Pela sua própria natureza, o futuro é imprevisível. Devemos preocupar-nos em construir o futuro, não em prevê-lo. Não temos de nos perguntar como vão ser os dias que aí vêm, temos de nos questionar como queremos que esses dias sejam. O futuro não está escrito, somos nós que o fazemos, bem ou mal, todos os dias. Não é algo que nos aconteça. Claro que, se cair um meteorito, será uma grande tragédia, mas o futuro é feito por nós. Como vai ser o futuro? Devíamos eliminar essa pergunta.

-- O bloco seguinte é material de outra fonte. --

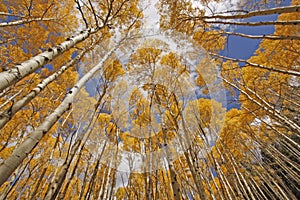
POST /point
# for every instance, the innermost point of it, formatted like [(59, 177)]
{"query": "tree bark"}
[(21, 152), (15, 74)]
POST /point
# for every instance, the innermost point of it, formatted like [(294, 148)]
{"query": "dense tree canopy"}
[(102, 100)]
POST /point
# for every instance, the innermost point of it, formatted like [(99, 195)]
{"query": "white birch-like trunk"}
[(21, 152), (10, 112), (15, 74), (24, 21)]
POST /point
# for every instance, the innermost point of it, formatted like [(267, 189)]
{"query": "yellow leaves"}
[(210, 40), (130, 143), (171, 59), (103, 119), (147, 55), (113, 71), (120, 193)]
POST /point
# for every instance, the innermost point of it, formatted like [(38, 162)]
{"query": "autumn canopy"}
[(129, 99)]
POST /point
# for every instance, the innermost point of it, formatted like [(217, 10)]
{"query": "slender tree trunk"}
[(21, 152), (24, 21), (15, 74), (10, 112)]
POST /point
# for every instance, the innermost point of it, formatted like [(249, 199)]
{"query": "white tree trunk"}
[(24, 21), (7, 78), (21, 152), (9, 113)]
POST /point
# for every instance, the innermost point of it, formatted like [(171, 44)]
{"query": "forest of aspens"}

Não nos livrámos do determinismo?
Do ponto de vista social, o determinismo não existe. O que temos de pensar é como vamos participar na construção do futuro. Na história da Humanidade, há uma tendência, que é a de fazer sociedades cada vez mais complexas. Não conhecemos mais do que este planeta, mas este planeta representa, ao mesmo tempo, muitos planetas. As sociedades complexas desenvolveram-se de forma independente no mundo asteca, no mundo inca, na Ásia, na Europa… Poderia até dizer-se que houve um certo determinismo, que, chegados a um ponto da evolução humana, por alguma razão que desconhecemos, a agricultura e a pecuária foram imprescindíveis. Não parece ter sido por acaso, se alguma coisa ocorre 20 vezes, não é por acaso. Então, há que perguntar: porque aconteceu há dez mil anos? Porque não aconteceu antes? O Homo sapiens já existia antes, quem sabe se não era uma soma de uma espécie que já existia com uma alteração climática.
O que a paleontologia nos pode dizer sobre a vida?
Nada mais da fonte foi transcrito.